Grundsätzlich ist die Automation aber recht weit fortgeschritten. Im Eisenbahnverkehr etwa würde die moderne Betriebsleittechnik theoretisch eine zentrale Überwachung des gesamten Bahnverkehrs von einer Stelle aus erlauben. Seit einem Computer-Crash in der Zürcher SBB-Leitzentrale im Jahre 2005 ist man jedoch vorsichtiger geworden und setzt wieder vermehrt auf eine dezentrale Steuerung. Das European Train Control System (ETCS) zeigt zudem, dass eine automatische Zugsicherung auch die Erhöhung von Geschwindigkeit und Zugfolgedichte erlaubt: also einen noch dichteren Fahrplan und kürzere Reisezeiten.

Innovationen scheitern vermutlich manchmal auch aus Kostengründen?

Gänzlich neue Systeme wie Magnet- oder Luftkissenschwebebahn werden tatsächlich vor allem dort realisiert, wo nicht bereits vorher viel Geld in bestehende Systeme investiert worden war, etwa in China oder  in den Arabischen Emiraten. In Ländern wie der Schweiz mit einem ausgebauten Eisenbahnnetz wird das Bestehende laufend verbessert. Eine revolutionäre Idee wie die «Swissmetro» hat es entsprechend schwer.

Gisela Hürlimann, Historikerin: Technologische Entwicklungen kritisch begleiten und untersuchen.
Wie schätzen Sie die Zukunft des automobilen Privatverkehrs ein?

Im Gegensatz zum Flugzeug oder der Eisenbahn überlässt hier der Passagier die Steuerung bis heute nicht einer anderen Person oder einem System. Ob dies so bleibt, ist fraglich, denn die Verkehrsüberlastung und das gesellschaftliche Bedürfnis nach Sicherheit setzen der Automobilistin zunehmend Grenzen. Auch beim Auto schreitet die Automation voran, etwa mit Verkehrsleitsystemen, GPS und Bordcomputern, die vor Gefahren warnen oder direkt ins Fahrgeschehen eingreifen.

Die gegenseitige Beeinflussung von Individuum, Gesellschaft und Technik ist ebenfalls ein Thema der Tagung. Inwiefern sind die Vorträge interdisziplinär?

Die Tagung bietet die Chance, dass Ingenieurinnen und Ingenieure, Unternehmer sowie Geistes- und Sozialwissenschaftlerinnen sich austauschen können. Letztere erfahren etwas über neue technische Entwicklungen und Ingenieure erhalten Einblicke in die gesellschaftliche Relevanz ihrer Arbeit. Automatisierte Abläufe hinterlassen Spuren in der gesellschaftlichen Interaktion und der privaten Lebenswelt.

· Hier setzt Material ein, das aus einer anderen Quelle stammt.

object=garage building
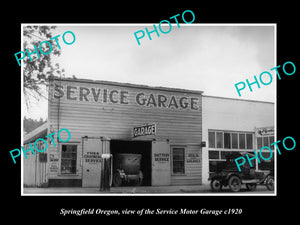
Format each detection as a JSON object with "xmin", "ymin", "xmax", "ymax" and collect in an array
[
  {"xmin": 23, "ymin": 77, "xmax": 274, "ymax": 188},
  {"xmin": 24, "ymin": 77, "xmax": 203, "ymax": 187}
]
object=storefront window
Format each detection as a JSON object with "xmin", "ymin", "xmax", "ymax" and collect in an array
[
  {"xmin": 172, "ymin": 147, "xmax": 185, "ymax": 174},
  {"xmin": 257, "ymin": 137, "xmax": 263, "ymax": 150},
  {"xmin": 224, "ymin": 132, "xmax": 231, "ymax": 149},
  {"xmin": 221, "ymin": 151, "xmax": 235, "ymax": 160},
  {"xmin": 216, "ymin": 132, "xmax": 223, "ymax": 148},
  {"xmin": 269, "ymin": 136, "xmax": 274, "ymax": 150},
  {"xmin": 209, "ymin": 150, "xmax": 220, "ymax": 159},
  {"xmin": 208, "ymin": 130, "xmax": 253, "ymax": 150},
  {"xmin": 246, "ymin": 133, "xmax": 253, "ymax": 149},
  {"xmin": 231, "ymin": 133, "xmax": 238, "ymax": 149},
  {"xmin": 208, "ymin": 130, "xmax": 255, "ymax": 172},
  {"xmin": 257, "ymin": 136, "xmax": 275, "ymax": 150},
  {"xmin": 61, "ymin": 145, "xmax": 77, "ymax": 174},
  {"xmin": 239, "ymin": 133, "xmax": 246, "ymax": 149},
  {"xmin": 208, "ymin": 131, "xmax": 215, "ymax": 148},
  {"xmin": 263, "ymin": 136, "xmax": 269, "ymax": 146}
]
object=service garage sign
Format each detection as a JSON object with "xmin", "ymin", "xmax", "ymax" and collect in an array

Entsprechend äussern sich Sozialwissenschaftlerinnen und Sozialwissenschaftler bisweilen auch kritisch über die Automation.

Es ist für mich als Historikerin interessant zu sehen, wie etwa beim deutschen Philosophen Arnold Metzger in seiner Schrift «Autonomie und Automation» (1964) der Optimismus überwog. Er beschrieb zwar, dass die Automation einer Gesellschaft bedarf, in der Kontrolle zum Leitbegriff aufsteigt. Gleichzeitig war er aber überzeugt, dass diese Art der Kontrolle letztendlich zur Befreiung führt, indem sie die Versklavung des Menschen durch die Maschine überwindet.

Zur gleichen Zeit betrachtete der Soziologe Herbert Marcuse die Technik als Herrschaftsinstrumen. Er befürchtete, dass die aus der Automation hervorgehende Konsumgesellschaft den Menschen neuen Zwängen unterwirft und zur Entfremdung führt.

Wie sehen die Sozialwissenschaften Technologie und Automation heute?

Ich denke, es ist unsere Aufgabe, die technologischen Entwicklungen kritisch zu begleiten und zu untersuchen. Insofern ist die Tagung auch ein Impuls für mehr geistes- und sozialwissenschaftliche Forschung in diesem Bereich. Zuwenig erforscht sind zum Beispiel die Auswirkungen der steigenden Mobilität auf die Siedlungsstruktur, der Zusammenhang zwischen Mobilität und Migration oder die Frage, welche sozialen Schichten an der Mobilität teilnehmen und welche allenfalls davon ausgeschlossen sind.